European Union Politics

Palgrave Foundations Series

by John McCormick

Chapter 13: The European Court of Justice

Return to full list of chapter notes.

The European Court of Justice does not much make the news, and yet its role in European governance is critical: its task of making sure that the terms of the treaties are respected, understood and applied as accurately as possible has made it essential to the process of integration. As the judicial arm of the EU, it has made decisions that have expanded and clarified the reach and the meaning of the EU, that have established key principles (such as direct effect and the supremacy of EU law), and that have helped transform the treaties into something like a constitution for Europe. It is one of the most clearly supranational of EU institutions.

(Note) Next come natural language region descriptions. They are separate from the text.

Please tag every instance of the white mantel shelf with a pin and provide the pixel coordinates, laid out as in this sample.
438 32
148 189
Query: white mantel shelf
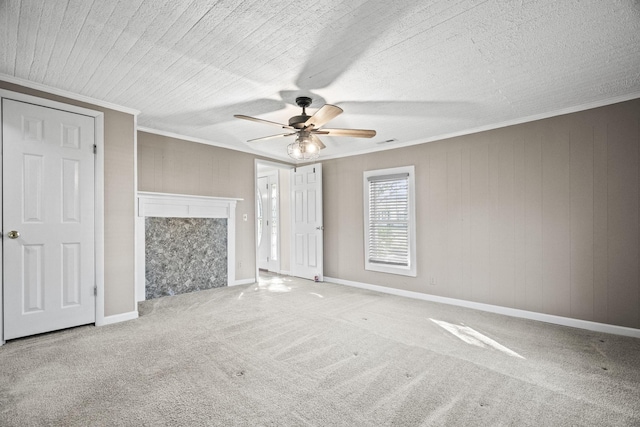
183 206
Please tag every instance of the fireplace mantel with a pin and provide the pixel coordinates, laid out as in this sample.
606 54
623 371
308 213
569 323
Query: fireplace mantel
182 206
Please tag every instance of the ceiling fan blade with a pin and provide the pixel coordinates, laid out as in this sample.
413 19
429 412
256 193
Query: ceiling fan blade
318 142
264 138
323 115
254 119
356 133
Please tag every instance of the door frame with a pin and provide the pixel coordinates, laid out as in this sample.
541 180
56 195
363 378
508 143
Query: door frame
256 173
98 195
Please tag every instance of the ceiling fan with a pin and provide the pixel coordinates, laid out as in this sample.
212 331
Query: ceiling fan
306 128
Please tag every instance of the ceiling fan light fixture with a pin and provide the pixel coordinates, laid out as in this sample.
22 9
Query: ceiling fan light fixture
303 149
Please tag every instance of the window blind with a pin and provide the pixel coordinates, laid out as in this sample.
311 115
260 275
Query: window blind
389 219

Headquartered in Luxembourg, the Court has three parts. The Court of Justice works as the final court of appeal on matters of EU law, and is helped by the General Court, created in 1989 to deal with less complex cases, and by the EU Civil Service Tribunal, created in 2004 to deal with staff matters. The two upper courts each have 27 judges while the Tribunal has seven, all of them appointed for six-year renewable terms of office. And while it is an entirely separate institution, the work of the European Court of Human Rights cannot be ignored, because its rulings have had important judicial implications for the EU.

The treaties may not be a constitution as such, and the Court of Justice may not fit the definition of a typical constitutional court (because there is, formally, no EU constitution), but the authority and efficiency of the European institutions has depended heavily on the Court clarifying the meaning and effects of EU law. Its decisions have had an influence on matters as varied as the single market, competition policy, human rights, gender equality, and external trade.
  • The European Court of Justice (headquartered in Luxembourg) is the judicial arm of the European Union, responsible for clarifying the meaning of the treaties and for issuing judgments in disputes involving EU institutions, member states, and individuals affected by EU law.
  • The Court is the least known (and least controversial) of the EU institutions, and yet it has made numerous decisions that have clarified the meaning of integration and have established critical legal principles, such as direct effect, the supremacy of EU law, and mutual recognition.
  • The Court consists of 27 judges appointed for six-year renewable terms by ‘common accord’ of the member states. There is no approval process involving the European Council or the European Parliament.
  • The Court is headed by a president elected to three-year renewable terms by the judges from among their number.
  • The judges are assisted by eight advocates-general charged with reviewing cases as they come to the Court and with delivering independent opinions.
  • Below the Court of Justice there is a General Court that is the first point of decision on less complicated cases, and an EU Civil Service Tribunal that takes cases involving disputes between EU institutions and their staff.
  • Court actions are either preliminary rulings (where national courts ask for a ruling on a matter of EU law arising in a national court case) or direct actions (when a dispute between two parties is brought directly before the Court).
  • Although it is an independent institution, the work of the Strasbourg-based European Court of Human Rights has an important bearing on EU law.